State officials who were in charge of inspecting water quality levels swore to the public that all the safety measures were in place and that their health was not in danger. But, later, those very officials secretly pleaded guilty to the federal officials, and with time, they even publicly admitted that they had misinterpreted the required procedure for safeguarding the public's health.
This dance of confusion was a reflection of the incompetencies of the officials who were in charge of human health and life!

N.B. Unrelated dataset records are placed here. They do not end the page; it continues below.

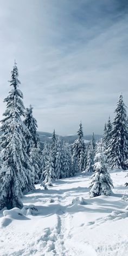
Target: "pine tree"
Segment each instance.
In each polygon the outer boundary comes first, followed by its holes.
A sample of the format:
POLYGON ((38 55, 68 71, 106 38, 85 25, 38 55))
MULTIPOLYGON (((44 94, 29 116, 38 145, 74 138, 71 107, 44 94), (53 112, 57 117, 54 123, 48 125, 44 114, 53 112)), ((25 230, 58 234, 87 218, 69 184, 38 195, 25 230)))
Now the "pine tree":
POLYGON ((91 177, 89 187, 91 197, 93 197, 101 195, 108 196, 111 194, 111 187, 113 187, 113 186, 108 171, 106 157, 104 153, 102 148, 101 148, 101 152, 96 154, 94 162, 94 170, 95 172, 91 177))
POLYGON ((41 176, 42 158, 40 140, 36 130, 37 127, 37 121, 33 117, 33 107, 31 105, 30 105, 29 108, 26 108, 25 118, 24 123, 31 135, 30 137, 28 133, 25 135, 25 139, 28 144, 27 152, 30 157, 31 164, 32 164, 35 178, 35 183, 37 184, 39 182, 41 176))
MULTIPOLYGON (((79 163, 80 156, 81 157, 81 155, 82 155, 83 156, 84 155, 85 149, 85 143, 83 139, 84 135, 81 122, 80 123, 79 129, 78 131, 78 138, 75 140, 73 145, 73 154, 76 157, 78 163, 79 163)), ((83 162, 84 161, 82 161, 81 162, 83 162)), ((82 168, 83 168, 84 167, 82 167, 82 168)))
POLYGON ((115 113, 107 152, 112 169, 125 169, 128 152, 127 118, 122 95, 119 97, 115 113))
POLYGON ((40 181, 42 182, 44 180, 44 172, 45 171, 45 168, 46 167, 47 163, 48 161, 49 156, 50 152, 49 144, 45 142, 43 146, 43 149, 42 151, 42 168, 41 168, 41 174, 40 178, 40 181))
POLYGON ((21 197, 24 190, 33 189, 34 178, 27 153, 24 135, 28 132, 21 116, 24 114, 23 94, 18 89, 20 82, 16 62, 11 72, 10 86, 14 88, 4 99, 7 108, 2 121, 0 144, 3 163, 0 170, 0 208, 10 209, 23 206, 21 197))
POLYGON ((46 163, 43 175, 43 183, 47 185, 52 186, 52 181, 55 180, 56 175, 54 172, 53 158, 52 156, 51 152, 49 153, 48 160, 46 163))
POLYGON ((72 158, 72 175, 74 176, 75 174, 79 172, 79 169, 78 164, 78 160, 76 156, 74 155, 73 155, 72 158))
POLYGON ((103 141, 104 143, 104 148, 106 149, 106 146, 107 146, 107 125, 106 123, 105 123, 105 126, 104 126, 103 141))
POLYGON ((28 144, 28 151, 29 152, 31 146, 37 148, 40 143, 40 139, 39 135, 37 132, 37 121, 34 118, 33 115, 33 109, 30 105, 29 108, 27 108, 25 111, 25 118, 24 120, 25 125, 27 127, 29 131, 31 137, 29 135, 26 134, 25 139, 28 144))
POLYGON ((33 169, 35 183, 39 182, 41 177, 41 172, 42 165, 42 155, 40 155, 40 147, 31 146, 29 152, 29 160, 33 169))
POLYGON ((55 165, 56 144, 57 144, 57 141, 56 141, 56 136, 55 136, 55 129, 54 129, 53 135, 52 135, 52 143, 51 145, 51 150, 52 150, 52 156, 53 158, 53 163, 54 163, 54 169, 55 169, 55 165))
POLYGON ((78 162, 78 167, 80 172, 82 172, 82 171, 84 170, 84 158, 85 152, 84 151, 83 149, 82 149, 80 152, 80 158, 78 162))
POLYGON ((86 145, 86 148, 85 149, 84 157, 84 171, 85 171, 87 168, 87 155, 88 151, 88 148, 89 146, 89 143, 87 143, 86 145))
POLYGON ((88 171, 89 172, 92 172, 93 171, 94 157, 94 149, 92 142, 91 142, 88 149, 87 161, 86 170, 86 171, 88 171))
POLYGON ((55 172, 57 179, 61 178, 64 174, 63 172, 62 150, 60 138, 59 137, 56 145, 56 155, 55 165, 55 172))
POLYGON ((95 143, 95 136, 94 136, 94 132, 93 132, 92 133, 92 143, 94 152, 95 152, 96 143, 95 143))
POLYGON ((62 174, 61 178, 68 178, 72 176, 72 156, 68 143, 63 145, 62 174))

Flint Water Crisis Landmark Settlement Amount
A federal court awarded a landmark partial settlement for $626.25 million in November 2011 for thousands of Flint residents who had been exposed to lead-heavy drinking water for years.
According to the settlement, the state of Michigan was to contribute $600 million, the city of Flint had to contribute $20 million, the McLaren Regional Medical Center $5 million, and the engineering firm Rowe Professional Services $1.25 million, as overall compensation to the residents harmed by the contaminated water.
Children exposed to lead, adults who possess valid proof of an injury caused by lead exposure, and people who paid water bills, are all eligible for reimbursement from the settlement.
This was a landmark judgment in what can be touted as one of the worst cases of government negligence in US history.
There Is Still A Long Way To Go
The instances of government actions described in the article are noteworthy actions for a number of reasons. One of the most important is that they establish a thorough compensation program and timeline that are uniform for all qualifying individuals.